We've tried several methods of respawn - seems that uClinux for Blackfin is buggy in that area.
And finally we solved our problem by just disabling respawn:

server.feature-flags = (
    "server.clock-jump-restart" => 0
}

We've tried several methods of respawn - seems that uClinux for Blackfin is buggy in that area.

(note: that is not an issue in lighttpd, but is a huge red flag for ancient software if your system init is buggy!)
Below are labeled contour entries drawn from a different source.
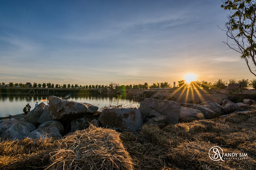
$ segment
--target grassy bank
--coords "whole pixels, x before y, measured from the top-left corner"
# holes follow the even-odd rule
[[[7,140],[0,143],[0,167],[44,169],[255,169],[256,111],[224,119],[195,121],[162,129],[144,125],[121,133],[95,127],[58,140]],[[212,146],[244,152],[247,159],[214,161]],[[86,168],[86,169],[84,169]]]

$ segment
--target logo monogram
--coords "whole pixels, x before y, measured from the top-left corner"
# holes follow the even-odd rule
[[[213,146],[209,150],[209,157],[212,160],[215,161],[221,160],[222,161],[225,160],[222,159],[224,153],[223,150],[220,147]]]

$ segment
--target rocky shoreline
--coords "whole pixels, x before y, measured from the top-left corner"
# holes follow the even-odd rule
[[[255,110],[255,101],[244,99],[235,103],[227,99],[221,103],[208,101],[190,107],[166,100],[146,99],[138,109],[106,109],[88,103],[68,101],[51,96],[49,105],[40,103],[27,115],[2,118],[0,121],[1,141],[52,137],[58,139],[69,133],[87,128],[108,127],[119,131],[136,131],[144,124],[163,128],[170,125],[195,120],[223,119],[234,113]]]

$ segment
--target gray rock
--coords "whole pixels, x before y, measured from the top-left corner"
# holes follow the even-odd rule
[[[225,105],[226,105],[226,104],[227,104],[227,103],[229,101],[230,101],[230,100],[228,100],[228,99],[224,99],[222,101],[222,107],[224,107],[224,106],[225,106]]]
[[[49,114],[49,106],[46,106],[44,109],[43,113],[42,113],[40,117],[37,121],[37,122],[40,124],[42,124],[44,122],[48,122],[52,121],[51,119],[50,116]]]
[[[204,105],[209,105],[211,103],[211,102],[210,101],[205,101],[204,102],[198,104],[198,106],[203,106]]]
[[[139,109],[144,120],[149,118],[150,113],[155,111],[166,117],[166,125],[179,123],[180,104],[175,101],[147,98],[140,102]]]
[[[90,123],[96,127],[99,127],[100,126],[100,123],[98,120],[95,119],[90,122]]]
[[[58,139],[62,136],[56,127],[49,127],[36,129],[29,133],[28,136],[31,139],[44,139],[52,137],[55,139]]]
[[[218,107],[218,108],[220,109],[221,111],[223,110],[223,107],[219,105],[216,103],[212,103],[210,104],[210,105],[211,106],[214,106],[214,107]]]
[[[122,131],[140,130],[143,125],[140,110],[132,109],[105,109],[98,121],[102,127]]]
[[[71,132],[83,130],[89,127],[89,123],[94,119],[94,117],[82,117],[71,121]]]
[[[98,107],[91,104],[62,99],[54,96],[50,96],[49,117],[51,120],[68,120],[92,115]]]
[[[207,106],[207,107],[211,107],[212,109],[214,109],[214,111],[212,110],[211,109],[210,109],[210,107],[206,107],[205,106]],[[214,107],[215,108],[214,108]],[[220,112],[219,112],[219,110],[217,111],[216,108],[217,108],[216,107],[214,107],[210,105],[205,105],[205,106],[198,106],[196,107],[196,109],[202,112],[202,113],[204,114],[204,116],[206,119],[214,119],[217,117],[218,116],[220,116]],[[219,108],[218,108],[219,109]]]
[[[42,128],[45,127],[55,127],[59,130],[61,134],[64,133],[64,127],[61,123],[57,121],[51,121],[45,122],[39,125],[38,129]]]
[[[22,139],[36,128],[24,119],[12,119],[0,123],[0,138],[1,141],[8,138]]]
[[[161,116],[161,114],[155,110],[153,110],[149,113],[149,117],[150,118],[157,117],[160,116]]]
[[[148,125],[156,125],[162,126],[166,125],[165,122],[166,121],[166,116],[160,115],[159,117],[153,117],[153,118],[149,119],[148,121],[147,122],[146,124]]]
[[[230,113],[236,111],[237,108],[237,105],[236,104],[228,103],[223,107],[223,111],[225,113]]]
[[[248,109],[250,105],[243,103],[236,103],[238,106],[238,108],[242,109]]]
[[[253,100],[245,99],[243,101],[244,103],[249,105],[255,105],[256,104],[256,101]]]
[[[25,115],[24,119],[28,122],[36,126],[38,120],[46,107],[46,105],[44,103],[41,103],[27,115]]]
[[[205,119],[204,114],[198,110],[180,107],[180,122],[191,122],[196,120]]]

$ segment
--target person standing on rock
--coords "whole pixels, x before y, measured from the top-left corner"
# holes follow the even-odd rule
[[[26,107],[24,109],[25,109],[25,111],[24,112],[25,113],[25,115],[26,115],[26,114],[28,113],[28,105],[26,105]]]
[[[30,106],[30,105],[29,105],[29,103],[28,103],[27,106],[28,106],[28,113],[30,112],[30,109],[31,109],[31,107]]]

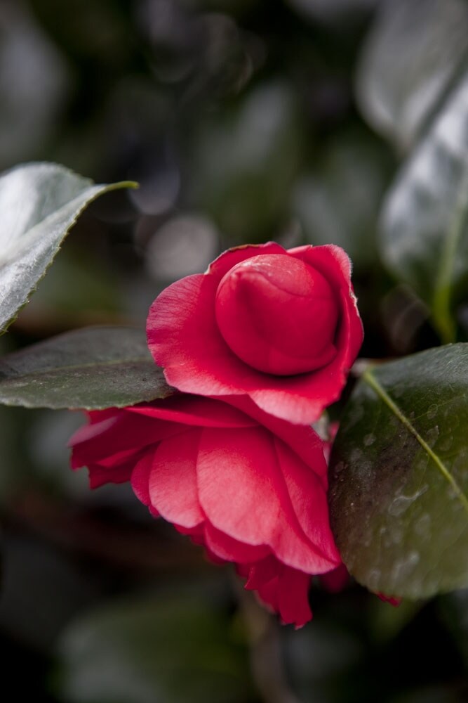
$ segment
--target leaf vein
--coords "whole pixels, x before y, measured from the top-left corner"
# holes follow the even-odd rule
[[[369,369],[364,372],[363,374],[363,378],[366,382],[368,385],[369,385],[374,392],[378,396],[378,397],[380,398],[380,399],[387,405],[389,410],[392,411],[394,415],[400,420],[401,424],[413,435],[414,437],[415,437],[424,451],[427,453],[430,458],[432,459],[442,475],[450,484],[462,505],[468,513],[468,498],[463,493],[462,489],[460,487],[445,464],[432,451],[429,444],[427,444],[427,443],[424,440],[416,428],[411,424],[408,418],[403,414],[394,401],[392,399],[385,389],[380,385],[377,380]]]

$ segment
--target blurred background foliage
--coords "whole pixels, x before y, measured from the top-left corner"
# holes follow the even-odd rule
[[[450,306],[466,340],[465,270],[432,316],[427,280],[444,217],[434,193],[466,177],[467,58],[464,0],[1,0],[0,170],[57,161],[140,187],[80,219],[0,352],[89,324],[143,327],[171,280],[269,239],[347,250],[362,356],[439,344]],[[406,215],[424,208],[408,233]],[[67,465],[81,422],[0,408],[5,690],[38,703],[466,699],[466,591],[393,608],[352,583],[316,584],[313,622],[281,627],[128,486],[88,491]]]

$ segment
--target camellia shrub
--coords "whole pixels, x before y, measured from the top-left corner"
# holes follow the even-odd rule
[[[1,177],[4,332],[81,211],[131,186],[44,163]],[[356,361],[363,332],[341,247],[247,245],[163,290],[146,335],[92,327],[6,355],[0,400],[86,411],[72,466],[91,487],[129,482],[300,627],[314,576],[394,603],[468,586],[468,347]]]

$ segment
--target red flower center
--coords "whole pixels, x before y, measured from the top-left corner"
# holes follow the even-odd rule
[[[233,266],[218,288],[215,314],[232,352],[259,371],[304,373],[337,353],[339,312],[331,287],[291,256],[263,254]]]

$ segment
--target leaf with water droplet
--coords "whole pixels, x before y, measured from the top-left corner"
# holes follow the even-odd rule
[[[371,591],[419,598],[468,586],[467,398],[468,344],[457,344],[368,368],[348,401],[331,523]]]
[[[121,408],[173,392],[143,330],[88,327],[0,360],[0,403],[26,408]]]

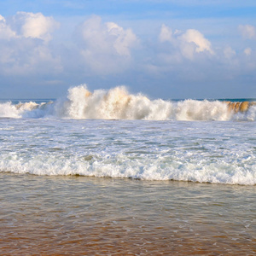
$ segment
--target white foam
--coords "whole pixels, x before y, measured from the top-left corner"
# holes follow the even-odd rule
[[[256,184],[256,166],[250,161],[246,167],[234,160],[207,162],[202,159],[186,157],[154,158],[142,155],[131,159],[122,154],[111,156],[94,155],[67,159],[60,155],[37,155],[22,159],[18,155],[2,158],[0,170],[34,175],[83,175],[108,177],[131,177],[143,180],[177,180],[226,184]]]
[[[180,102],[149,100],[130,94],[125,86],[109,90],[88,90],[85,84],[68,90],[66,98],[55,102],[0,104],[0,117],[67,118],[145,120],[255,120],[256,106],[247,112],[229,111],[227,103],[219,101],[185,100]]]

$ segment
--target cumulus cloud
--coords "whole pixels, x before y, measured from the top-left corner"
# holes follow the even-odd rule
[[[138,44],[131,29],[124,29],[114,22],[102,23],[96,15],[81,24],[77,34],[81,38],[79,47],[84,61],[100,73],[121,68],[129,61],[131,49]]]
[[[251,25],[240,25],[238,31],[245,39],[256,39],[256,27]]]
[[[0,39],[9,40],[16,36],[11,27],[6,23],[5,19],[0,15]]]
[[[0,73],[26,75],[60,70],[60,58],[47,44],[58,26],[40,13],[18,12],[9,20],[0,15]]]
[[[14,25],[20,36],[45,42],[51,39],[52,32],[60,26],[52,17],[46,17],[41,13],[26,12],[18,12],[14,16]]]
[[[87,49],[101,53],[114,53],[130,56],[131,49],[137,42],[131,29],[124,29],[116,23],[102,23],[99,16],[92,16],[80,26]]]
[[[193,60],[195,53],[214,52],[209,40],[195,29],[188,29],[185,32],[172,30],[166,25],[162,25],[159,35],[161,43],[170,42],[176,49],[179,49],[183,57]]]

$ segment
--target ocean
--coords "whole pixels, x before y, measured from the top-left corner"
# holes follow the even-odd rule
[[[256,254],[255,102],[0,101],[0,254]]]

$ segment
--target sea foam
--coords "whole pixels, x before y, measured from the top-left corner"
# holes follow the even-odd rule
[[[70,88],[67,97],[55,102],[0,103],[0,117],[9,118],[253,121],[255,116],[255,105],[239,112],[220,101],[150,100],[143,94],[130,94],[125,86],[90,92],[81,84]]]

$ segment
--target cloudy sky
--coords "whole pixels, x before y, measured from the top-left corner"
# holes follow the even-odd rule
[[[0,99],[126,85],[256,97],[255,0],[1,0]]]

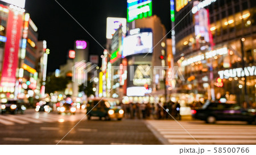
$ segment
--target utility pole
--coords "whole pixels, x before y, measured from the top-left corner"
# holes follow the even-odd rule
[[[241,51],[242,52],[242,68],[243,69],[243,72],[245,72],[245,51],[243,50],[243,41],[245,41],[245,39],[242,38],[240,40],[241,41]],[[243,87],[244,88],[244,92],[245,92],[245,101],[247,100],[247,85],[246,85],[246,76],[245,76],[245,74],[243,75],[243,78],[245,78],[245,86]]]

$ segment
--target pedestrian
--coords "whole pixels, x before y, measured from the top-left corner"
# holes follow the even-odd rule
[[[162,111],[162,107],[160,106],[160,103],[158,103],[157,104],[157,115],[158,115],[158,119],[162,119],[162,114],[161,114],[161,111]]]
[[[176,104],[176,117],[177,118],[178,120],[181,120],[181,118],[180,116],[180,104],[178,102]]]
[[[142,113],[142,118],[146,119],[146,104],[142,103],[141,104],[141,112]]]
[[[163,118],[167,119],[168,118],[168,113],[167,113],[167,103],[164,102],[163,105]]]
[[[146,105],[146,117],[147,118],[149,118],[150,117],[150,112],[151,112],[150,103],[148,103]]]

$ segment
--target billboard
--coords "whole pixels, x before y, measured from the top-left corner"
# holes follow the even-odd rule
[[[199,3],[199,1],[194,1],[194,6]],[[209,12],[205,9],[201,9],[194,14],[195,33],[196,36],[203,37],[204,40],[210,42],[210,33],[209,30]]]
[[[15,84],[22,24],[23,14],[15,13],[10,9],[7,24],[7,40],[1,82],[1,86],[2,87],[14,87]]]
[[[123,39],[122,57],[140,53],[151,53],[153,47],[152,32],[142,32]]]
[[[26,0],[1,0],[1,1],[5,2],[6,3],[14,5],[15,6],[20,7],[21,8],[25,7]]]
[[[122,26],[122,31],[126,33],[126,19],[124,18],[107,18],[106,35],[107,39],[111,39],[118,28]]]
[[[127,0],[127,5],[128,22],[152,15],[152,0]]]
[[[180,9],[185,6],[191,0],[176,0],[176,11],[178,12]]]
[[[95,64],[98,64],[98,55],[90,55],[90,62]]]

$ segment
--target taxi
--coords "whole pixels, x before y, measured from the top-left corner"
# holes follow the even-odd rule
[[[88,120],[92,116],[105,118],[105,120],[123,118],[123,110],[117,104],[117,100],[113,98],[89,98],[86,107],[86,116]]]

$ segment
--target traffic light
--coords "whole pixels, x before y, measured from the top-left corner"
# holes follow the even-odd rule
[[[217,79],[216,86],[218,87],[223,87],[223,82],[222,82],[222,79],[221,78],[218,78]]]
[[[145,85],[144,85],[144,87],[145,87],[145,89],[146,90],[148,90],[148,85],[147,83],[145,83]]]

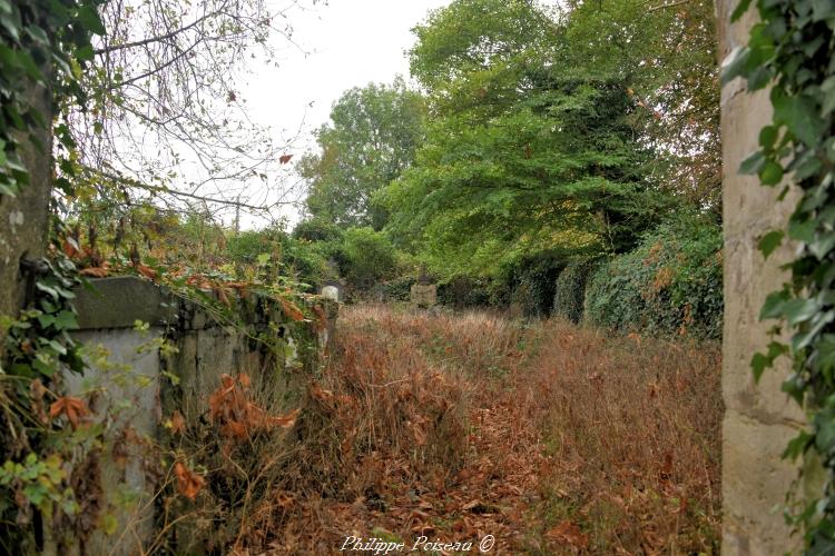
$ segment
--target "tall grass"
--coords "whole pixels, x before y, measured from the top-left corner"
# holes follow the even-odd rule
[[[348,307],[235,546],[716,554],[720,419],[716,344]]]

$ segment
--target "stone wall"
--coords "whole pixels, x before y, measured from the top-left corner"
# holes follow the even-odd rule
[[[243,326],[230,327],[147,280],[119,277],[94,284],[97,291],[79,292],[81,329],[75,334],[91,349],[92,368],[84,377],[66,378],[71,394],[100,391],[91,410],[107,416],[108,441],[92,474],[98,474],[104,497],[94,519],[100,525],[102,516],[111,516],[118,525],[109,533],[97,526],[86,538],[53,538],[50,552],[143,554],[155,534],[153,494],[164,471],[150,446],[164,436],[166,419],[175,409],[187,423],[205,419],[208,397],[223,374],[246,373],[271,393],[274,409],[298,407],[306,379],[321,363],[337,305],[318,301],[328,317],[328,327],[320,329],[279,310],[267,311],[257,298],[237,300],[234,312]],[[137,321],[144,325],[137,327]],[[256,340],[259,335],[268,335],[277,349],[266,349]],[[176,351],[166,353],[163,340]],[[99,348],[106,358],[99,357]]]
[[[755,10],[730,24],[735,0],[719,0],[719,58],[747,42]],[[768,341],[774,322],[760,322],[766,295],[779,289],[786,275],[779,266],[793,249],[784,246],[765,261],[757,241],[783,228],[796,202],[789,195],[778,201],[780,188],[759,186],[756,177],[740,176],[740,162],[757,148],[760,128],[770,121],[767,91],[748,95],[740,79],[721,91],[725,229],[725,329],[723,354],[723,554],[773,555],[798,550],[789,537],[782,508],[797,469],[780,458],[786,444],[804,423],[802,410],[780,391],[787,360],[766,370],[759,385],[750,359]]]
[[[43,68],[48,72],[48,68]],[[30,101],[51,121],[51,91],[30,88]],[[17,316],[24,305],[26,280],[20,272],[21,259],[37,259],[46,251],[47,221],[52,171],[52,135],[49,129],[33,130],[42,148],[20,137],[21,159],[29,170],[29,183],[17,197],[0,195],[0,315]],[[2,332],[0,332],[2,340]]]

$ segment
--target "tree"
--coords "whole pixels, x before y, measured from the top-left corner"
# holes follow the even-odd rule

If you have a broken clock and disable lighttpd restart when the clock jumps, then you may have a variety of difficulties with TLS libraries, such as openssl used by lighttpd mod_openssl.

Modern lighttpd makes an effort to use the system monotonic clock rather than the realtime clock whenever possible, so lighttpd by itself should generally handle clock jumps gracefully, but when other libraries are involved, such as TLS libraries, those libraries might not handle large clock jumps so well.

With modern lighttpd, an embedded system might consider "min-procs" => 0, in your fastcgi.server config, and lighttpd will start up the backend when required, and kill it when idle for some time. This can save memory by not having the backend using resources if the backend is seldom used.

If lighttpd itself is seldom used, you can have inetd or xinetd start lighttpd as needed.

Additionally, since lighttpd 1.4.70, if you disable HTTP/2 in lighttpd ("server.h2proto" => "disable" in server.feature-flags), then you will save some memory by lighttpd not loading HTTP/2 support.